Carraro Maria L, Palmeira Andreia, Tiritan Maria E, Fernandes Carla, Pinto Madalena M M
Laboratório de Química Orgânica, Departamento de Ciências Químicas, Faculdade de Farmácia, Porto, Portugal.
Interdisciplinary Centre of Marine and Environmental Research (CIIMAR), Edifício do Terminal de Cruzeiros do Porto de Leixões, Matosinhos, Portugal.
Chirality. 2017 Jun;29(6):247-256. doi: 10.1002/chir.22703. Epub 2017 Apr 25.

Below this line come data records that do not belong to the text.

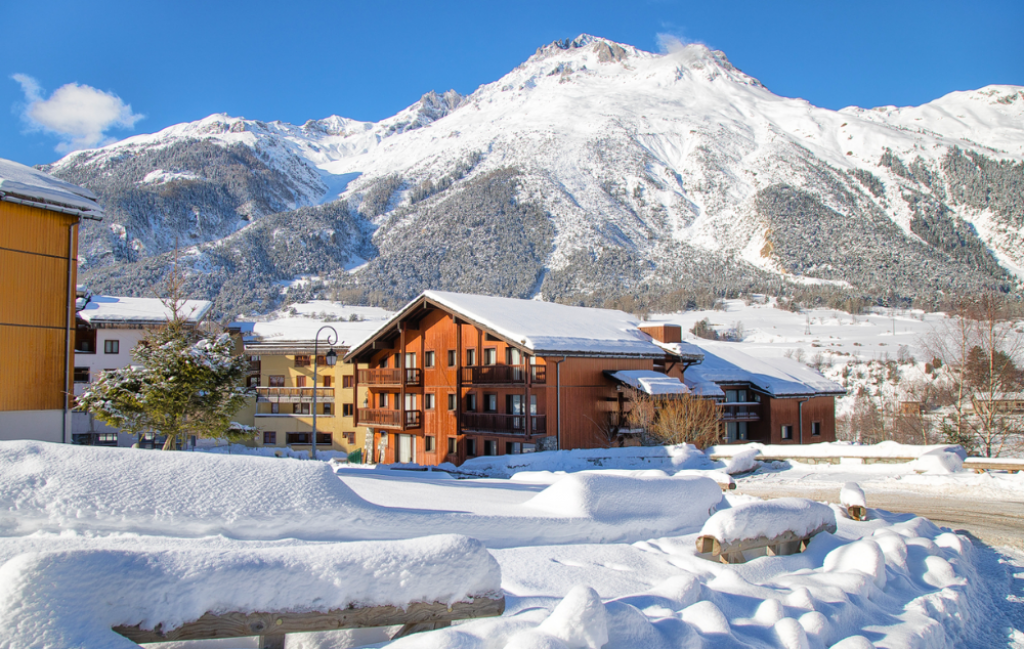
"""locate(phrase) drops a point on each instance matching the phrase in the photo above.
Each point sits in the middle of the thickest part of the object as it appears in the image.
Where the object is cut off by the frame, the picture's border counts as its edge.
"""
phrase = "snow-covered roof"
(25, 184)
(725, 363)
(105, 309)
(650, 382)
(544, 328)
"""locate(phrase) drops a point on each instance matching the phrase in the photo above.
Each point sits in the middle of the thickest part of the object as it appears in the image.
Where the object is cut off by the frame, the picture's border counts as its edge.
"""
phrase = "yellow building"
(286, 392)
(39, 219)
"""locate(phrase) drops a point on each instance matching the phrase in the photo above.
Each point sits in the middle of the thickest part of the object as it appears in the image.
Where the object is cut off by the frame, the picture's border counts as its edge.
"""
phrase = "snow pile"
(672, 459)
(73, 599)
(887, 449)
(939, 461)
(59, 487)
(742, 462)
(769, 519)
(610, 498)
(852, 495)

The enantioresolution and determination of the enantiomeric purity of 32 new xanthone derivatives, synthesized in enantiomerically pure form, were investigated on (S,S)-Whelk-O1 chiral stationary phase (CSP). Enantioselectivity and resolution (α and R ) with values ranging from 1.41-6.25 and from 1.29-17.20, respectively, were achieved. The elution was in polar organic mode with acetonitrile/methanol (50:50 v/v) as mobile phase and, generally, the (R)-enantiomer was the first to elute. The enantiomeric excess (ee) for all synthesized xanthone derivatives was higher than 99%. All the enantiomeric pairs were enantioseparated, even those without an aromatic moiety linked to the stereogenic center. Computational studies for molecular docking were carried out to perform a qualitative analysis of the enantioresolution and to explore the chiral recognition mechanisms. The in silico results were consistent with the chromatographic parameters and elution orders. The interactions between the CSP and the xanthone derivatives involved in the chromatographic enantioseparation were elucidated.
在(S,S)-Whelk-O1手性固定相(CSP)上研究了32种以对映体纯形式合成的新型氧杂蒽衍生物的对映体拆分及对映体纯度测定。实现了对映选择性和分离度(α和R),其值分别在1.41 - 6.25和1.29 - 17.20范围内。洗脱采用极性有机模式,以乙腈/甲醇(50:50 v/v)作为流动相,通常(R)-对映体先洗脱。所有合成的氧杂蒽衍生物的对映体过量(ee)高于99%。所有对映体对都实现了对映体分离,即使是那些与手性中心没有连接芳环部分的对映体对。进行了分子对接的计算研究,以对对映体拆分进行定性分析并探索手性识别机制。计算机模拟结果与色谱参数和洗脱顺序一致。阐明了CSP与参与色谱对映体分离的氧杂蒽衍生物之间的相互作用。